What she saw startled her. The ground below teemed with purplish energy, dark splotches where the profane energy of the dead smoldered cold and hungry. But between those shadows burned beacons of golden light, stronger, more vital'alive. Impossible. The dead and the living couldn't work in close proximity. The dead existed only to devour life. Still. She saw what she saw. Even as she attempted to process what that meant she saw one of the golden shapes moving, lifting something to its eye. Something held with both hands. She opened her eyes and saw a living man with pale white skin aiming a rifle right at her.
'Look out!' she shouted into her microphone, loud enough to make herself wince. Before anyone could respond a bullet tore upward through the fuselage of the Mi-8, barely missing the foot of one of Ayaan's soldiers. The woman shrieked and jumped backwards as automatic rounds tore through the thin skin of the copter's belly. Light shot upwards into the cabin wherever a bullet came through, streaking the dark cool space inside. Noise drummed along the deck plates, pattered on the helicopter's roof. Ayaan started shouting orders but Osman was ahead of her. The helicopter banked around so hard Sarah could hear the airframe wanting to come apart. The pilot yanked back on his control yoke and they popped up into the air like a cork out of a bottle, gaining altitude fast enough to make Sarah's stomach curl up on itself like an injured animal. She swallowed back the vomit that rushed up her throat and lifted one hand to try to brush the sweat from her forehand. She stopped in mid-gesture, though, when she saw her hand was sticky with blood.

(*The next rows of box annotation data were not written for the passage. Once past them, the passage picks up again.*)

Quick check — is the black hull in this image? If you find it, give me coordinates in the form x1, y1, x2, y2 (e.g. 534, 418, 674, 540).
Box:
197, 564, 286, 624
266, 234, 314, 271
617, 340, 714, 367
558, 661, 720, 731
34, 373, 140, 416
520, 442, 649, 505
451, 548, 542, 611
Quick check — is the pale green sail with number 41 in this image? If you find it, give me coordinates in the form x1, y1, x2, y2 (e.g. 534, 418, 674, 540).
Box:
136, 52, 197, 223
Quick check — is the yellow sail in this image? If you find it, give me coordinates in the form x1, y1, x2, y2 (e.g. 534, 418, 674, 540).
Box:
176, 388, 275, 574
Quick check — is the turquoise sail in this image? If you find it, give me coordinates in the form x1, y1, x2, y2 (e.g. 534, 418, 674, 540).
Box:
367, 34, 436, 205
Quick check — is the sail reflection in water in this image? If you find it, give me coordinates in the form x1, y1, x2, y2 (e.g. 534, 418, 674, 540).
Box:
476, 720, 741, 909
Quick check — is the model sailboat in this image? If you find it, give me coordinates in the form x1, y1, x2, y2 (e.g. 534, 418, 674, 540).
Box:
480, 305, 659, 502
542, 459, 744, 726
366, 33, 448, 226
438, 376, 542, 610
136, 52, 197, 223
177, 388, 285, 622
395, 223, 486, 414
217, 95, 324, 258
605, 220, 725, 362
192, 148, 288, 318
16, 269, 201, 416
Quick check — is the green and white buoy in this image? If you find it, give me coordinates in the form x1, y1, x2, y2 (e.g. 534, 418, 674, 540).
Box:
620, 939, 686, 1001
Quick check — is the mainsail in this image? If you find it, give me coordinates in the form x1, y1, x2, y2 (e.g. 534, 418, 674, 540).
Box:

Terrified of looking, too scared not to, she turned slowly around. The interior of the helicopter had been painted bright red. Blood had pooled between the crew seats and was draining slowly through maybe a hundred narrow bullet holes. What remained of a dead woman lay sprawled across the deck, one shattered, thumbless hand so close to Sarah she could have reached down and held it. She felt a perverse desire to do just that.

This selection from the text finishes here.